The primary aim of many new trainers is to increase Muscle Mass while reducing Body Fat.

This goal is synonymous with the first time or returning trainer and quite achievable in the initial stages of training, with adequate planning. Periodization, i.e. adding muscle or stripping fat will be employed later down the line when a foundation has been built, but for now the new trainer can exploit what is deemed the ‘honeymoon period’, reduce body fat and increase muscle girth and strength at the same time.

The notion of ‘feeling the burn’ and ‘no pain, no gain’ also have to be eliminated from the mindset of the trainer in order to make the best progress. 

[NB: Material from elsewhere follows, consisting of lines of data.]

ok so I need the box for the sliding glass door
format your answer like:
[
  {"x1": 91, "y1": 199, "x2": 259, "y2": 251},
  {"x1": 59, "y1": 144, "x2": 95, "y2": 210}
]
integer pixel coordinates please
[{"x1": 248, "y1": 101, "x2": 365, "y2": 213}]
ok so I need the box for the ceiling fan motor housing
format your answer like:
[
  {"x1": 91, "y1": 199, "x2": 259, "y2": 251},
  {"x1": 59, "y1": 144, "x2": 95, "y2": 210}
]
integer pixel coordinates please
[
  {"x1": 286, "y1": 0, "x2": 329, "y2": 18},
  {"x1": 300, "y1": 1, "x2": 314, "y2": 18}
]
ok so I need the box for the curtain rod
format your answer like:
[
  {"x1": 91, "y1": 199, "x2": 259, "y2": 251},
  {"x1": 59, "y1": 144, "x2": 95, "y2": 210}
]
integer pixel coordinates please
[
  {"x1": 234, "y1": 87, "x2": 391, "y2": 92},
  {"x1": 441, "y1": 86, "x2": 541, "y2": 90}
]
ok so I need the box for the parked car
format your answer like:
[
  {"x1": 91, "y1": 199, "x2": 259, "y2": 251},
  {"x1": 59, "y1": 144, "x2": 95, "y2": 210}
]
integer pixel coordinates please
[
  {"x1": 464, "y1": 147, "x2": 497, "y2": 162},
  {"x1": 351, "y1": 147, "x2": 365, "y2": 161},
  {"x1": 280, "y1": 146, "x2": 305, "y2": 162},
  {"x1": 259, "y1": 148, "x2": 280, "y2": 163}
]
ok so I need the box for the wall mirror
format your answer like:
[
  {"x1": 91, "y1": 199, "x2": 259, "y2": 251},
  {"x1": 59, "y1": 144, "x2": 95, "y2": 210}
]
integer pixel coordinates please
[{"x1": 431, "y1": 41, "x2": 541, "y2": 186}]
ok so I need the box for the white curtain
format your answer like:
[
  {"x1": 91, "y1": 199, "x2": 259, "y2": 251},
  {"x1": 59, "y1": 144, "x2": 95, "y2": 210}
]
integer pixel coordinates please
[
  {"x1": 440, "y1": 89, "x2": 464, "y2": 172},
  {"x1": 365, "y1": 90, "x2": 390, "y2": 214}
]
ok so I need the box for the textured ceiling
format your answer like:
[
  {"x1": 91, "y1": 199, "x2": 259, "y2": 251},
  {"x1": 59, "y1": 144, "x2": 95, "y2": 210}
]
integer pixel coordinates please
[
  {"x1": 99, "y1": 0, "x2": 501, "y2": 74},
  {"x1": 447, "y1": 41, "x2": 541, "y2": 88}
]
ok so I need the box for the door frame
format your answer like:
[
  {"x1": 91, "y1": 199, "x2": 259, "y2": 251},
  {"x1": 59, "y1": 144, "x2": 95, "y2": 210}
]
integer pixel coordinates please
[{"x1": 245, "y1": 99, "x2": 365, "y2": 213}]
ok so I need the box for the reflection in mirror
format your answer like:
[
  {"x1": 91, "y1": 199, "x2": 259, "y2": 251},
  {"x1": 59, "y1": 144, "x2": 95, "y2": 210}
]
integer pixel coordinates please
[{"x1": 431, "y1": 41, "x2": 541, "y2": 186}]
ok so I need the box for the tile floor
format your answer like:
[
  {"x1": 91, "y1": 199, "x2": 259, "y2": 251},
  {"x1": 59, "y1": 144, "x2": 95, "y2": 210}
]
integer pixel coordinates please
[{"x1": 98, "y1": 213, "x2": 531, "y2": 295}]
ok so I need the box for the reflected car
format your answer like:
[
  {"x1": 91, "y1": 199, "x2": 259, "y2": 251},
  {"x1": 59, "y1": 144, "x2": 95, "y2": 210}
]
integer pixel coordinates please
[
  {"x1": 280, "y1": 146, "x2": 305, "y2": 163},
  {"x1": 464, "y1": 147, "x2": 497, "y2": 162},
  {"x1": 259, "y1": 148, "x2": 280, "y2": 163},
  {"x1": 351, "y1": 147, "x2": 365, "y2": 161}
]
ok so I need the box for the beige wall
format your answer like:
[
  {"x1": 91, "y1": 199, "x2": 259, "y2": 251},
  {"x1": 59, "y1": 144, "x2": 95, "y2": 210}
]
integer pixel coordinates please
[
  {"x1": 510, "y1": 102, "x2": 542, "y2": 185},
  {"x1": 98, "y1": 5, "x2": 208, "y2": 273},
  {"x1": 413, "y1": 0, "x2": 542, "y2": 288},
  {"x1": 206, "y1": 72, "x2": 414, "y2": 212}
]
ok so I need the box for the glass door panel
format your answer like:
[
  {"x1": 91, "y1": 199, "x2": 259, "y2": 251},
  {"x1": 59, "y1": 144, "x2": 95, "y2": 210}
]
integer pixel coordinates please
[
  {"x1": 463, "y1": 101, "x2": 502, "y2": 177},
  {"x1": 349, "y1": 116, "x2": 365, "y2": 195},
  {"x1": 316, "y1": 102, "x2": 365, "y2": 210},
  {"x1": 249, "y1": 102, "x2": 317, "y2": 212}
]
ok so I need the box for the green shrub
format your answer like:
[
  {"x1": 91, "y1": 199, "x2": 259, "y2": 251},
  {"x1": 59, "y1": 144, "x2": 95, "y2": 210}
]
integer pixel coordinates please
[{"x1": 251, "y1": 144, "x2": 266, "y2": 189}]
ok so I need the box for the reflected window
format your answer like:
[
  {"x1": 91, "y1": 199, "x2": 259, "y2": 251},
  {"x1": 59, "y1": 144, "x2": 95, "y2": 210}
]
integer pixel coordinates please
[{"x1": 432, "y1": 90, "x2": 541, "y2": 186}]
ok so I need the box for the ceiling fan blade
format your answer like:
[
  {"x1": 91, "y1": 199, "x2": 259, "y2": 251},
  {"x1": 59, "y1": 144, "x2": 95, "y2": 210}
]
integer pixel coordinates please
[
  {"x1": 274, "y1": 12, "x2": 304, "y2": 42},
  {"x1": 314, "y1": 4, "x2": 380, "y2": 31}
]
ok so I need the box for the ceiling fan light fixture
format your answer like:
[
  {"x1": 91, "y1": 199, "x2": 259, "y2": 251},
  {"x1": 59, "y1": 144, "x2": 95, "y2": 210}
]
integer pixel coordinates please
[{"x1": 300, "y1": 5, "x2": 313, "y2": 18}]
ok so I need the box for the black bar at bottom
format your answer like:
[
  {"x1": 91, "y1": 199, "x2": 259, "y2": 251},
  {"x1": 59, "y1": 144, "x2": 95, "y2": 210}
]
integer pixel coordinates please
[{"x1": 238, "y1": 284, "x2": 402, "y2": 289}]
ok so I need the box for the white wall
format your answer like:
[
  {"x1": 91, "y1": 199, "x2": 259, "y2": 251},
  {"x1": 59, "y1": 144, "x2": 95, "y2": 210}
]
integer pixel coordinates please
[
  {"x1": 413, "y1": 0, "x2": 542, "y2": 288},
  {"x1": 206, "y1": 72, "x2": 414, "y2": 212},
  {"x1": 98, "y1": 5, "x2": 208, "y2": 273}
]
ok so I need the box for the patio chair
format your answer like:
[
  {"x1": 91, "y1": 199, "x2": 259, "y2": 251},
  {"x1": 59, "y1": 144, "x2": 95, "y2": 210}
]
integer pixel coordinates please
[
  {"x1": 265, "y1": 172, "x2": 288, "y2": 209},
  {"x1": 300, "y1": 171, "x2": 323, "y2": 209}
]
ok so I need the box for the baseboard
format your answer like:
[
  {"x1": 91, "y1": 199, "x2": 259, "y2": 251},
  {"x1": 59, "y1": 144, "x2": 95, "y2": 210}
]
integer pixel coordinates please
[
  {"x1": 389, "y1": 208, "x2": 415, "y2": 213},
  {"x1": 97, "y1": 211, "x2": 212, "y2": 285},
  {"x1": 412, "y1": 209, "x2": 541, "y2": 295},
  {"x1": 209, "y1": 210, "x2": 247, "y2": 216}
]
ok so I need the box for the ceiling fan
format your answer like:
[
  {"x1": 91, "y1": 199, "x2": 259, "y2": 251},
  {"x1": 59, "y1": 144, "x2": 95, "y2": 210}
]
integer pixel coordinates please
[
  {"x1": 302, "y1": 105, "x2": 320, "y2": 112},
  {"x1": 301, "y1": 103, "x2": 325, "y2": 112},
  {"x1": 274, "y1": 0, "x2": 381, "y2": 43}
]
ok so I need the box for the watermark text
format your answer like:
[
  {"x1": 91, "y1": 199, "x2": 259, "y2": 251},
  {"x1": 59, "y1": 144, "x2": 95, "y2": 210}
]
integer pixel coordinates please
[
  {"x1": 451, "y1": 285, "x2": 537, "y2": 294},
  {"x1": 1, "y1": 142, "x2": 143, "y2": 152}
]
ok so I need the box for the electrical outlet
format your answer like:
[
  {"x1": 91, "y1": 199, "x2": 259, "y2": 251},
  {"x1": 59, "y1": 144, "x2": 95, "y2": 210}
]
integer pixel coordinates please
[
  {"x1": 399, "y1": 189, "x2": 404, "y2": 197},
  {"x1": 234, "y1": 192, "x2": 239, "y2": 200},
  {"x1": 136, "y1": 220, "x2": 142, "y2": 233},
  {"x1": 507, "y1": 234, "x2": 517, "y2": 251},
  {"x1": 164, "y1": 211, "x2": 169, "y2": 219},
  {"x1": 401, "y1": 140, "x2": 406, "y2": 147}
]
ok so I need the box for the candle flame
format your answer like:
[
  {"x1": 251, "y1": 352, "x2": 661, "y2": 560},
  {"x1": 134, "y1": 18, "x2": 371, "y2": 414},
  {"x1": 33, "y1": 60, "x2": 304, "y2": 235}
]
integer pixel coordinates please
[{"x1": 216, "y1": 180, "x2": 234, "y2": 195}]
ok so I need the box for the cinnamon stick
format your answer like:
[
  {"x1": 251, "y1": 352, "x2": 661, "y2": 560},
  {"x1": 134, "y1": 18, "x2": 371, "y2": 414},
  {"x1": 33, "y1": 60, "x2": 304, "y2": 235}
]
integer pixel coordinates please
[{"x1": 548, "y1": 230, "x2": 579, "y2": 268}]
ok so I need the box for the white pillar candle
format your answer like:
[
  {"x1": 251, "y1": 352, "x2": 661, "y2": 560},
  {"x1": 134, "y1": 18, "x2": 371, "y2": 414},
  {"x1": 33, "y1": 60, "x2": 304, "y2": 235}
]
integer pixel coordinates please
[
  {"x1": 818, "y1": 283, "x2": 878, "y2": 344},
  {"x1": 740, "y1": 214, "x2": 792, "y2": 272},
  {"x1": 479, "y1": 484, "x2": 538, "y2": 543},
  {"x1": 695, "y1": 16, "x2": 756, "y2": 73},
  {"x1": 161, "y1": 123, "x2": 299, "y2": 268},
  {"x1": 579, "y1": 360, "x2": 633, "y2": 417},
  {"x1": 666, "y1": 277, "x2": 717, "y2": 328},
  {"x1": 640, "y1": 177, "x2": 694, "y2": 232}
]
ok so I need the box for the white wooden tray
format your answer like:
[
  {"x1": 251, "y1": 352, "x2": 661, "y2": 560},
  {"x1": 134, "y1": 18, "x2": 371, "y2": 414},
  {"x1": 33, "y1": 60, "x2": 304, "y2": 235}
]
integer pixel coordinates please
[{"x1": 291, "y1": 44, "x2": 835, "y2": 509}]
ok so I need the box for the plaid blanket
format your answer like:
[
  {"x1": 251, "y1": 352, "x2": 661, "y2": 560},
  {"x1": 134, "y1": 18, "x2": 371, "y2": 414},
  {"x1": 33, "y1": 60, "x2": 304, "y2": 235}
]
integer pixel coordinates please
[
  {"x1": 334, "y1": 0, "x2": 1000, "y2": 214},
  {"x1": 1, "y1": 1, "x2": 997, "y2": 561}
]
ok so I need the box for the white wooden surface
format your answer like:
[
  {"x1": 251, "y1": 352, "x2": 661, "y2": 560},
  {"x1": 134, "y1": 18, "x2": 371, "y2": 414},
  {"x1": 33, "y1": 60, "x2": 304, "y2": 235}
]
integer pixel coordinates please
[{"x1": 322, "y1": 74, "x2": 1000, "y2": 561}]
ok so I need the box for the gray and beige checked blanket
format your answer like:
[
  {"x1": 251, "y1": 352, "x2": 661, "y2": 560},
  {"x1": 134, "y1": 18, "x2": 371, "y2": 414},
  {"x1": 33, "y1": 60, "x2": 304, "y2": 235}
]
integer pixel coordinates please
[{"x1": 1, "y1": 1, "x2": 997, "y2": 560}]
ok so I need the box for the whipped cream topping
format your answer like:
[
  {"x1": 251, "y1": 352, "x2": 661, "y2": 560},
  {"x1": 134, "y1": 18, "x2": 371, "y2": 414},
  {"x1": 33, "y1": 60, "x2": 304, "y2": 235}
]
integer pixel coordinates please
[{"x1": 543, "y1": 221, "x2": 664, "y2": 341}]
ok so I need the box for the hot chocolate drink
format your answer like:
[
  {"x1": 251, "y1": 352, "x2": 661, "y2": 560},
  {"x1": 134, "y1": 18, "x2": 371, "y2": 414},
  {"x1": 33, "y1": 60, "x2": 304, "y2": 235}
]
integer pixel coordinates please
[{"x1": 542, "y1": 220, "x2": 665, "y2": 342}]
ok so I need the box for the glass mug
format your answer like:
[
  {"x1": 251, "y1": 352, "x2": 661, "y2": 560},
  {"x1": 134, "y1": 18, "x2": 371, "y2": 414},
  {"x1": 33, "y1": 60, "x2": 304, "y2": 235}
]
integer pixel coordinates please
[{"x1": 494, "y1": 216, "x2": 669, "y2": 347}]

The plan will be a simple three day weight training plan with a cardio schedule included. It will be free of ‘ego work outs’, it will exclude training to failure on bicep curls and will not have the trainer doing 500 sits up a day and running on soft sand before downing 10 raw eggs. This is simply the bread and butter for the new or returning trainer.



For the new trainer, any weight training stimulus will have an effect on muscle strength and size


Regardless of what the trainer does, they will increase mass and strength. Although this is the case, it certainly doesn’t mean the trainer has a licence to indulge in suboptimal training routines, littered with ill thought out exercises and rep/set schemes. These gains will slow and stop if progression and adequate exercises are not employed.


The common mistake of the ‘newbie’ trainer is to head to the chest press, the bicep machine and finally the ab cruncher; this alone will cause muscular imbalances and also hinder the aesthetic appeal of a ‘complete’ physique.